La Organización Panamericana de la Salud (OPS) también señaló que durante los últimos meses aumentó la proporción de brotes detectados en aves domésticas frente a aves silvestres.
- Este comportamiento incrementa el riesgo económico para la industria debido a posibles restricciones comerciales y sacrificios sanitarios.
Las empresas refuerzan programas de bioseguridad
Frente al riesgo sanitario, las integraciones avícolas han fortalecido controles internos en granjas y plantas de producción.
Entre las medidas más implementadas se encuentran:
- Restricción de visitantes.
- Desinfección permanente.
- Monitoreo epidemiológico.
- Control de aves silvestres.
- Capacitación del personal.
Especialistas coinciden en que la detección temprana sigue siendo una de las herramientas más importantes para evitar la propagación del virus.

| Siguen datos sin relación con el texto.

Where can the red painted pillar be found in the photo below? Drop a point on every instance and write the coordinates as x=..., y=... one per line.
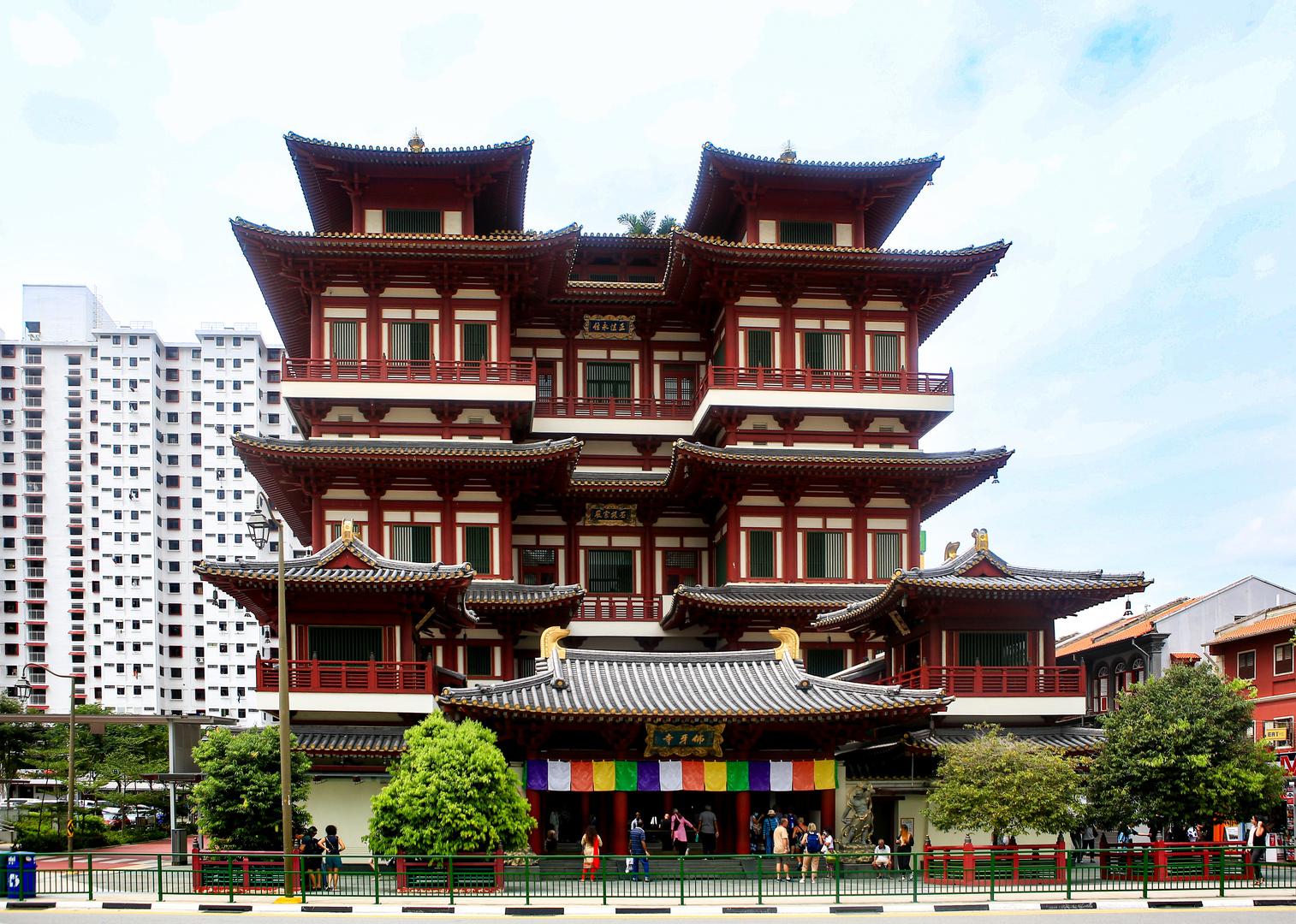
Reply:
x=620, y=823
x=741, y=822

La FAO también ha insistido en la necesidad de fortalecer capacidades diagnósticas y planes de contingencia en toda la región.
El desafío es proteger la producción sin afectar el comercio
Además del impacto sanitario, la influenza aviar representa un desafío económico para toda la cadena avícola.
Las restricciones comerciales aplicadas por algunos mercados internacionales pueden afectar exportaciones de pollo y huevo incluso cuando los brotes son localizados.
- Por esta razón, los países latinoamericanos continúan fortaleciendo estrategias de regionalización sanitaria y vigilancia epidemiológica para minimizar interrupciones comerciales.
La capacidad de respuesta frente a nuevos focos será determinante para mantener la estabilidad productiva y comercial de la avicultura regional durante el segundo semestre de 2026.